Elderly populations could be ten times more at risk of being exposed to a heat wave in 2090 than they are now if climate change isn’t abated, according to a new report.
The report, published by the U.K.’s Royal Society, looked at the worldwide population’s vulnerability to extreme weather events as climate change progresses, focusing specifically on the elderly. In addition to its findings on heat waves, the report found that by 2090, flood exposure events — which the report defines as the size of the vulnerable population multiplied by the frequency of the extreme weather event — will increase by about one billion per year, and drought exposure events will increase by about 600 million per year.
The researchers came to these findings by taking population growth and demographic change predictions as well as climate change projections into account. According to the report, changes in age demographics and where populations are living will have a significant effect on how vulnerable they are to climate change impacts.
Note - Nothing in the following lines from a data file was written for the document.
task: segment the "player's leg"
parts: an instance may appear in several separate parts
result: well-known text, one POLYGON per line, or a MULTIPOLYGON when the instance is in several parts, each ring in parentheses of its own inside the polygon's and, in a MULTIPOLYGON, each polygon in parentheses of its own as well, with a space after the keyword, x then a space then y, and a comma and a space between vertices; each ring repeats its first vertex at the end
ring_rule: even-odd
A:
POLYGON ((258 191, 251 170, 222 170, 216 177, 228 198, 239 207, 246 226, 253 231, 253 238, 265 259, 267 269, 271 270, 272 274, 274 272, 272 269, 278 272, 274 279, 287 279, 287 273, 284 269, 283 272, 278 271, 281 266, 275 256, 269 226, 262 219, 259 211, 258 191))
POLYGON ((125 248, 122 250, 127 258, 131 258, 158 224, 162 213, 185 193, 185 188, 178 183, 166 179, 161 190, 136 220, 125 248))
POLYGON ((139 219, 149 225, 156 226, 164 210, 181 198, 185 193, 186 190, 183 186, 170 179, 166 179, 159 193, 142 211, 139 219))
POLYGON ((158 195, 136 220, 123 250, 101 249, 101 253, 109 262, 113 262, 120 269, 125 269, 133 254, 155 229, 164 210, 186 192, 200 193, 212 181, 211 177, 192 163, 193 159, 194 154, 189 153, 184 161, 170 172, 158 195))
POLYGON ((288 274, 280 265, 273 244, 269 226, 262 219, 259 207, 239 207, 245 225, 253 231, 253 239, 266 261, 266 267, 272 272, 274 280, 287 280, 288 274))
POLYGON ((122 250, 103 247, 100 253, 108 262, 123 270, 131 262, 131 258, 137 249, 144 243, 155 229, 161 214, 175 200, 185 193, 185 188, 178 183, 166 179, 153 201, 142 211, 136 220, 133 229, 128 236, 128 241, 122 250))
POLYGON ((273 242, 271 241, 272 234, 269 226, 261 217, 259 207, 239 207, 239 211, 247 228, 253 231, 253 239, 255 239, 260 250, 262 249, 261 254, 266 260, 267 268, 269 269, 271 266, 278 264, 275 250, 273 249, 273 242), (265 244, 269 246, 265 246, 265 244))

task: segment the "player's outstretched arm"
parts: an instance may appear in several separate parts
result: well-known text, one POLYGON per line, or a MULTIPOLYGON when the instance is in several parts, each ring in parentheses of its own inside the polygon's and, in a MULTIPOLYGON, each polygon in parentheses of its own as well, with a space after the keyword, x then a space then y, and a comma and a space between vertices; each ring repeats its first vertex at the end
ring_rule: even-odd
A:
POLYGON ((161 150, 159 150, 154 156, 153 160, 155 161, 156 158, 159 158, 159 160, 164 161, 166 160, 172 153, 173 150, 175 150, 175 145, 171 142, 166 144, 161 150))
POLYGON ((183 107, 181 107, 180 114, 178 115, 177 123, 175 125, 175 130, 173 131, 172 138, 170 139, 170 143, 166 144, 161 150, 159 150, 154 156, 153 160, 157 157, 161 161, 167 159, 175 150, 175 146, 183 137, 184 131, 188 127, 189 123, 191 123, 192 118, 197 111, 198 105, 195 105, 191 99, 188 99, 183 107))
“People are increasingly living in the wrong places, and it’s likely that extreme events will be more common,” lead author of the report Georgina Mace told the BBC. “For most hazards, population increase contributes at least as much as climate change — sometimes more. We are making ourselves more vulnerable whilst making the climate more extreme.”
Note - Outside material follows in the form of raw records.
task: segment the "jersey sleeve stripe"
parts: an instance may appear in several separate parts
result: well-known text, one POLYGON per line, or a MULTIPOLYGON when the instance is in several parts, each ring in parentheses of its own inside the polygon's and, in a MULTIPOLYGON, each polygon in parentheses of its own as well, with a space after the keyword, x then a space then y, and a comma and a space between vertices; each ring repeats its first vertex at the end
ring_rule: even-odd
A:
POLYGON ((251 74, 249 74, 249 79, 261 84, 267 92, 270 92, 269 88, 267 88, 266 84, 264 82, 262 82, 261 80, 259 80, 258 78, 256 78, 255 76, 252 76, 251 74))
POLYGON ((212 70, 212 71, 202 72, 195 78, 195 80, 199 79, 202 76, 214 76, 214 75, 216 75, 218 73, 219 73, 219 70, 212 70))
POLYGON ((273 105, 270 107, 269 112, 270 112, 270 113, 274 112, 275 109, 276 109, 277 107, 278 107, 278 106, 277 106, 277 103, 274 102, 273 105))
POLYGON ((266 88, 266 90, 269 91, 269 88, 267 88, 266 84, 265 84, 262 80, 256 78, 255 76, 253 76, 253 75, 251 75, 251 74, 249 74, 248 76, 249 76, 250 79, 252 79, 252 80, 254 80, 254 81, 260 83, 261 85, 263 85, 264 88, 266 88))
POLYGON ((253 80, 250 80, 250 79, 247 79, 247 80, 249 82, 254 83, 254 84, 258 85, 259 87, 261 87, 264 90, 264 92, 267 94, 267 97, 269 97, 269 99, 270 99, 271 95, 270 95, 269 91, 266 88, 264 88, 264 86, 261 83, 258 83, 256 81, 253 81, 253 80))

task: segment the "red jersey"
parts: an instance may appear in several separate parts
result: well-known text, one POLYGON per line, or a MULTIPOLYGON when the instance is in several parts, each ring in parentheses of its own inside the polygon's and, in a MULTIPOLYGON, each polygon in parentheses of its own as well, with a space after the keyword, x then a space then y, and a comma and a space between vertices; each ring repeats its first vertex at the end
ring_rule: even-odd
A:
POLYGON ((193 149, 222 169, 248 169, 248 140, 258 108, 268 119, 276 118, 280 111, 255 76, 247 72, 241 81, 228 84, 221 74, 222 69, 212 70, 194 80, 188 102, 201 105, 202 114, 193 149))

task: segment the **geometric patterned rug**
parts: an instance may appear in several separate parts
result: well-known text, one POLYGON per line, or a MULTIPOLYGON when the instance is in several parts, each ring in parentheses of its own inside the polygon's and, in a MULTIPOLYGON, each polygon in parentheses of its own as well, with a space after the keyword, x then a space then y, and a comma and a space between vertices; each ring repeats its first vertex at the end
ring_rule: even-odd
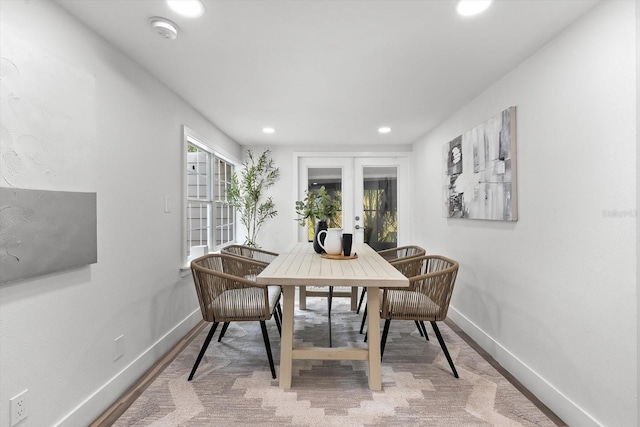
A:
MULTIPOLYGON (((335 298, 334 346, 364 347, 361 315, 335 298)), ((279 374, 280 337, 267 322, 279 374)), ((290 390, 271 378, 258 322, 220 327, 192 381, 191 367, 210 324, 116 421, 115 426, 554 426, 529 399, 444 322, 440 331, 460 378, 454 378, 430 325, 391 323, 382 391, 370 391, 362 361, 294 360, 290 390)), ((295 313, 294 345, 327 346, 327 302, 307 299, 295 313)))

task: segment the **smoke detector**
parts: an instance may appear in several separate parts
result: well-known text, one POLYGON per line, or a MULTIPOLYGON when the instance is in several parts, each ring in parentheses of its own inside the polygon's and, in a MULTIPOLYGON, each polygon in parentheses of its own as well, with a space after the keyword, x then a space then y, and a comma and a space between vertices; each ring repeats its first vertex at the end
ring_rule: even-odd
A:
POLYGON ((173 40, 178 37, 178 24, 169 21, 167 18, 154 16, 149 18, 149 25, 165 39, 173 40))

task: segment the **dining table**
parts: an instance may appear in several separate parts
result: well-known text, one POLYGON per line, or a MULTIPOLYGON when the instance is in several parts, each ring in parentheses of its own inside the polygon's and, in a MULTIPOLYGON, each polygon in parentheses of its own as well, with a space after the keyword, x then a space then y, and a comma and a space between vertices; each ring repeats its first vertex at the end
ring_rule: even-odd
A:
MULTIPOLYGON (((368 362, 369 388, 382 390, 380 357, 380 288, 408 287, 402 275, 366 243, 354 244, 350 257, 327 256, 308 242, 297 243, 278 255, 256 278, 262 285, 282 287, 282 338, 279 385, 291 388, 294 360, 363 360, 368 362), (367 347, 293 346, 296 286, 366 287, 368 316, 367 347)), ((355 372, 354 372, 355 374, 355 372)))

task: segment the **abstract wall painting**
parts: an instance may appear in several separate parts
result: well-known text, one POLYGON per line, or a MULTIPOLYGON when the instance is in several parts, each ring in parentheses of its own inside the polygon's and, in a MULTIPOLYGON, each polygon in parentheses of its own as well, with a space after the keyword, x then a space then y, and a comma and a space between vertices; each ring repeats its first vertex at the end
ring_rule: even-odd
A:
POLYGON ((0 52, 3 284, 97 262, 97 151, 95 77, 11 30, 0 52))
POLYGON ((0 188, 0 283, 98 261, 96 193, 0 188))
POLYGON ((516 107, 509 107, 444 146, 447 218, 518 220, 516 107))

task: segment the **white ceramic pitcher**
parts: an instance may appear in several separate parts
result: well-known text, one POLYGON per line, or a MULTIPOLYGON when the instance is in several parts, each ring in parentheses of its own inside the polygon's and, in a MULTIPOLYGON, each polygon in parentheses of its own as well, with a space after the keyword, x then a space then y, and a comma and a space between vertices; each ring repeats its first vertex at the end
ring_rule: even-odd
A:
POLYGON ((320 230, 318 233, 318 243, 328 255, 342 255, 342 228, 329 228, 320 230), (324 243, 320 236, 325 233, 324 243))

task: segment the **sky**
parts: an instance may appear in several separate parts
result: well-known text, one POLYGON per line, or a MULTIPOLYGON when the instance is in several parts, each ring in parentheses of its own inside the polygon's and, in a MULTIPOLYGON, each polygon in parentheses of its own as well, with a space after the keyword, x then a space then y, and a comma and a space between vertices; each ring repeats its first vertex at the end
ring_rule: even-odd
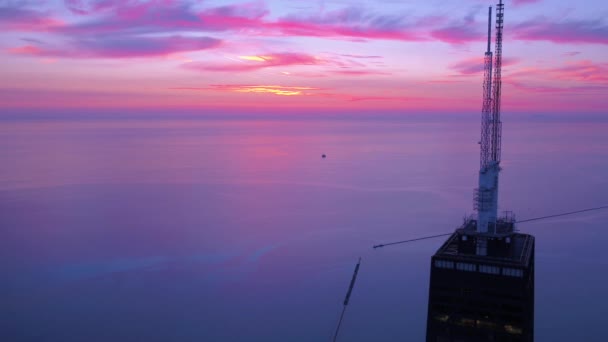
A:
MULTIPOLYGON (((0 114, 479 112, 495 2, 0 0, 0 114)), ((607 111, 608 2, 581 4, 505 1, 504 111, 607 111)))

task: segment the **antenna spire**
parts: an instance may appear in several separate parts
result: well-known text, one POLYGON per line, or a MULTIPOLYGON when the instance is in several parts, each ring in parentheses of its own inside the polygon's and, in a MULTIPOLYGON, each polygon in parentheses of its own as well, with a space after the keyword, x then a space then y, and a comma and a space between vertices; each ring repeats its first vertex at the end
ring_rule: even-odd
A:
POLYGON ((490 51, 491 43, 492 43, 492 6, 488 7, 488 50, 486 50, 486 53, 492 52, 492 51, 490 51))
MULTIPOLYGON (((498 233, 498 174, 500 172, 500 152, 502 123, 500 122, 500 95, 502 87, 502 31, 504 24, 504 4, 496 5, 496 46, 491 49, 492 7, 488 9, 488 46, 484 57, 483 105, 481 110, 481 140, 479 188, 475 191, 477 210, 477 232, 493 236, 498 233)), ((486 255, 487 241, 481 237, 477 241, 477 254, 486 255)))

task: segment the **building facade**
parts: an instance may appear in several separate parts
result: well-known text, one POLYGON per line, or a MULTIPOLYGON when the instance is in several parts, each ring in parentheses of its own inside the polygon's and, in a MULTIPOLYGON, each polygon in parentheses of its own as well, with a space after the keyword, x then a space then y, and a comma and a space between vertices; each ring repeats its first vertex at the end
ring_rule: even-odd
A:
POLYGON ((475 221, 465 223, 431 259, 427 342, 533 339, 534 237, 513 233, 512 223, 503 235, 481 236, 475 221))

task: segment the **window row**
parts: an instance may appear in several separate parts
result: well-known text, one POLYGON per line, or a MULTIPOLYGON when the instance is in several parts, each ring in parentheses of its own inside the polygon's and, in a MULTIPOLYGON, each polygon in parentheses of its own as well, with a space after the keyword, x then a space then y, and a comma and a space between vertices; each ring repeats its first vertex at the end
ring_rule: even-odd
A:
POLYGON ((506 275, 509 277, 519 277, 522 278, 524 276, 524 271, 517 268, 503 268, 502 275, 506 275))
POLYGON ((435 260, 435 267, 454 269, 454 262, 447 260, 435 260))
POLYGON ((500 274, 500 267, 489 266, 489 265, 479 265, 479 272, 488 273, 488 274, 500 274))
POLYGON ((464 263, 464 262, 457 262, 456 269, 461 270, 461 271, 467 271, 467 272, 477 271, 477 267, 475 264, 468 264, 468 263, 464 263))
MULTIPOLYGON (((454 262, 448 261, 448 260, 435 260, 435 267, 453 270, 454 262)), ((465 263, 465 262, 457 262, 456 269, 459 271, 466 271, 466 272, 479 271, 481 273, 486 273, 486 274, 501 274, 500 267, 498 267, 498 266, 479 265, 479 269, 478 269, 477 265, 469 264, 469 263, 465 263)), ((502 269, 502 275, 508 276, 508 277, 522 278, 524 276, 524 271, 522 269, 518 269, 518 268, 505 267, 502 269)))

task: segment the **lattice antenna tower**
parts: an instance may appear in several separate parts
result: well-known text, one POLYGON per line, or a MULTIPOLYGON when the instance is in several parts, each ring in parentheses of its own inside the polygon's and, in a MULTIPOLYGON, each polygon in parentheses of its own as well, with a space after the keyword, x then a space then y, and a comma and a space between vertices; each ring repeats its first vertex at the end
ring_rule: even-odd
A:
POLYGON ((483 104, 481 108, 481 155, 480 170, 487 168, 490 162, 491 128, 492 128, 492 7, 488 8, 488 49, 483 59, 483 104))
POLYGON ((504 28, 505 5, 500 0, 496 5, 496 47, 494 55, 494 83, 492 97, 492 153, 491 160, 500 163, 502 122, 500 121, 500 98, 502 90, 502 31, 504 28))
MULTIPOLYGON (((498 174, 500 172, 502 138, 502 123, 500 121, 504 28, 504 4, 502 0, 496 5, 496 46, 494 54, 490 50, 491 22, 492 8, 490 7, 488 10, 488 47, 484 57, 479 188, 475 191, 474 201, 477 210, 477 231, 490 236, 496 233, 498 174)), ((485 240, 481 239, 478 242, 481 242, 478 243, 478 254, 485 254, 485 240)))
The world’s elderly population is projected to rise over the next several decades — a concerning trend when coupled with climate change projections, since the elderly are among the most vulnerable to climate change impacts. A September 2003 heatwave in France claimed nearly 15,000 lives — most of them elderly. Elderly people, especially if they live alone, may not be able to move to cooler locations during heat waves, and those suffering from dementia or mental illness may not be able to properly care for themselves.
“The main issue is that the elderly are not thinking about [the risks],” registered nurse Phillip Russertt told ABC in 2011. “They don’t get warm like we do; they tend to drink fewer fluids on a regular basis. They feel like they’re fine but that doesn’t mean they are not at risk.”
The report recommended that countries around the world make climate resilience a priority, and that governments should coordinate efforts with one another.
“If international organisations and national governments direct more funds to resilience-building, the need for costly disaster responses will be reduced,” the report states. “Internationally agreed metrics based on ‘inputs’ to resilience-building such as the proportion of the population with access to emergency shelters or proportion of the coast with intact coral reefs would help highlight where greater preventative expenditure is needed.”
The report isn’t the only one to warn about increased exposure to extreme weather events as climate change progresses. Already, the U.S. has had to struggle with a variety of costly extreme weather events: in 2011, the U.S. experienced 14 extreme weather events that caused more than $1 billion in damage, and in 2012, the country experienced 12 such events. Scientists predict that heat waves, droughts, and extreme rainfall and flooding will all become more frequent and more intense as the earth warms.